Janus looks stricken. And teary. "You didn't call me dad," He says, strained, followed by a heartfelt, "you utter bastard. You can stay here and cry about it. I am going to chop some wood."
He storms out presumably to do just that. He might be growling. Hell. That just happened. All of it. His mum sucked, his godfather is the world's most creative problem-solver and a werewolf of the non-children-eating variety, and Evander loves him.
That's my dad. I want him to be my dad, he thinks. It's a distressing thought. I'm… so dumb.
Newt,
Usually, I keep the important news at the bottom of the letter and greet you with some pleasantries. Normal stuff to remind you how to socialize with humans instead of the creatures you typically favour. As nice as they are, the methods don't translate well. Which you very well know, so I'll get to the point.
My godfather. Found out why he goes across the planet to bloody New Zealand every month. Bit dramatic. Wasn't expecting it in the slightest, which is appalling and embarrassing. Every full-moon and I didn't catch the pattern. Merlin, I want to die.

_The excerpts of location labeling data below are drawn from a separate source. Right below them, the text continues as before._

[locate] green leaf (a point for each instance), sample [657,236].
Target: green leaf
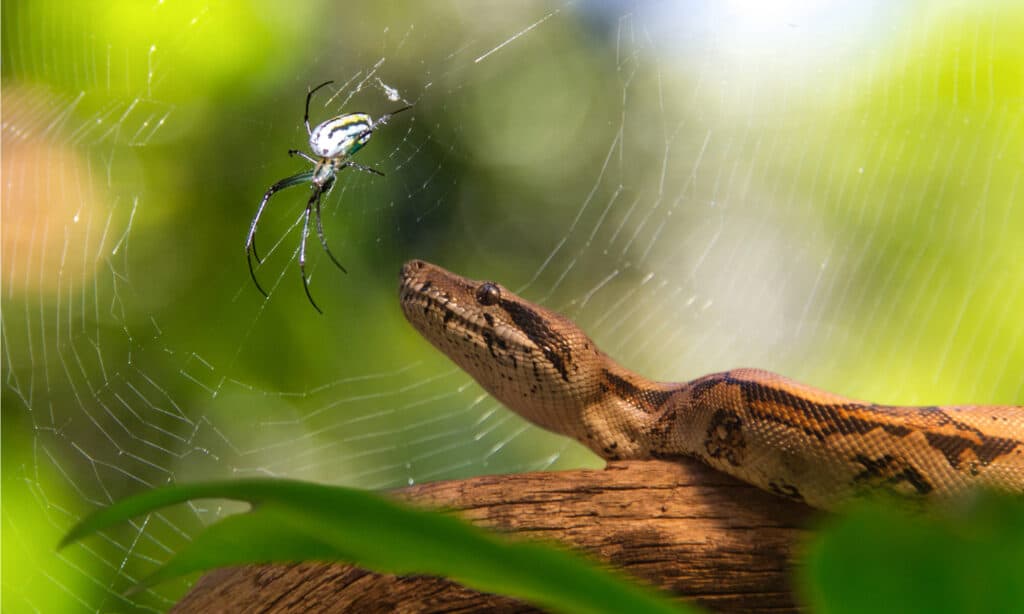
[295,521]
[883,559]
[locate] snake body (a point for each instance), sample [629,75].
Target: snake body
[776,434]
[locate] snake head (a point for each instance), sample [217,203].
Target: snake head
[530,358]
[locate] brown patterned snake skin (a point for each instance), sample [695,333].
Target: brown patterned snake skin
[778,435]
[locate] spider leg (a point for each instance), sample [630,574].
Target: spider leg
[359,167]
[302,260]
[251,238]
[309,96]
[320,232]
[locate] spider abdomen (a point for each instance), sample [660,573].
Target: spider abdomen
[341,136]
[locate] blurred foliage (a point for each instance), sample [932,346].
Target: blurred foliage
[844,212]
[879,558]
[298,521]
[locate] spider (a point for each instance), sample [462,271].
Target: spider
[333,144]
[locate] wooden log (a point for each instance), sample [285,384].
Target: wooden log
[697,533]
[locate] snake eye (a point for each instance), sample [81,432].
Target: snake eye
[487,294]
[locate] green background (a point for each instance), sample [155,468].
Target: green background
[830,192]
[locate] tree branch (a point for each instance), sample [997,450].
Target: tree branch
[693,531]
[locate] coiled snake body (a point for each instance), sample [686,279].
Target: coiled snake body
[771,432]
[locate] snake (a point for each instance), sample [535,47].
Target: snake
[771,432]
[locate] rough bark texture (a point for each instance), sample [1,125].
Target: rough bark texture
[697,533]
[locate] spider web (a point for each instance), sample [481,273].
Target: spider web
[829,192]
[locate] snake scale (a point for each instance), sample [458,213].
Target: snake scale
[776,434]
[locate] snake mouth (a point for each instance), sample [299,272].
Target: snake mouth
[436,302]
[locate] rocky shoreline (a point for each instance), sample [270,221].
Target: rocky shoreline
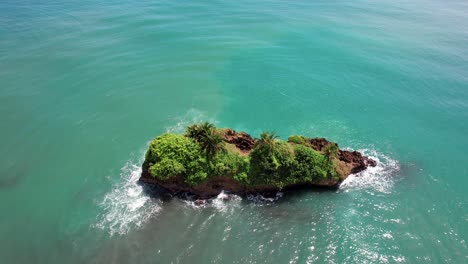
[351,162]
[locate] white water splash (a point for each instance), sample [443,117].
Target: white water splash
[126,206]
[221,203]
[379,178]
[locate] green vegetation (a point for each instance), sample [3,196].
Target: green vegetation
[201,153]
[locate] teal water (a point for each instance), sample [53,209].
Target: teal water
[85,85]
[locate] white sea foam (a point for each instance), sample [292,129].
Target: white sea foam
[379,178]
[190,117]
[126,206]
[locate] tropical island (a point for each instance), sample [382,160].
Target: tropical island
[206,160]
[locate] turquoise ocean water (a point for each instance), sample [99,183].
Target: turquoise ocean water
[85,85]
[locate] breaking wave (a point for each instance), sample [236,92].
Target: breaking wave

Yes. To the point. You knew?! This is a thing you tell people, Newt! … Okay, it isn't. You can't go around telling whomever you damn well please about THIS!, but maybe you can tell your best friend? About important species-news regarding his godfather? Who he lives with?
Tell me when you're back in England. My tenuous emotional state would greatly benefit from smacking you, I believe. Preferably in your fleshy parts. I hope the next creature you meet whizzes on you, Newton Fido Artemis Scamander. It is the least you deserve, weasel.
Theseus visited. Please tell him to not do that, would you? I don't care for an Auror showing up unannounced, even if he wants to talk about how much he misses you with "someone who will understand." It's dreadful. He loves you so much it makes me sick.
Niue. That's where he goes? That's why? Honestly… I think I'm more annoyed that such an idiotic loophole works more than the secret.
Not that the secret keeping doesn't annoy me. Prepare for retaliation. Come back soon, so I can deliver.
Sincerely,
Evan
P.S. New owl. She gets nervous flying. Watch out for some vomit. She likes mice, too. (I assume you keep that sort of stuff in the pockets of all your waistcoats, so if you could sacrifice one to her, she'd appreciate it.)
Note:
Janus is a werewolf who avoids transforming by flat-out avoiding the full moon. He goes across the world and hasn't experienced a full moon night in years. It works because my word is law in this universe and I think Newt would get a kick out of that.
After he dies, Evander blackmails his way into the Ministry to do some good about werewolf regulation laws. Some Remus stuff, maybe, if I could squeeze it in.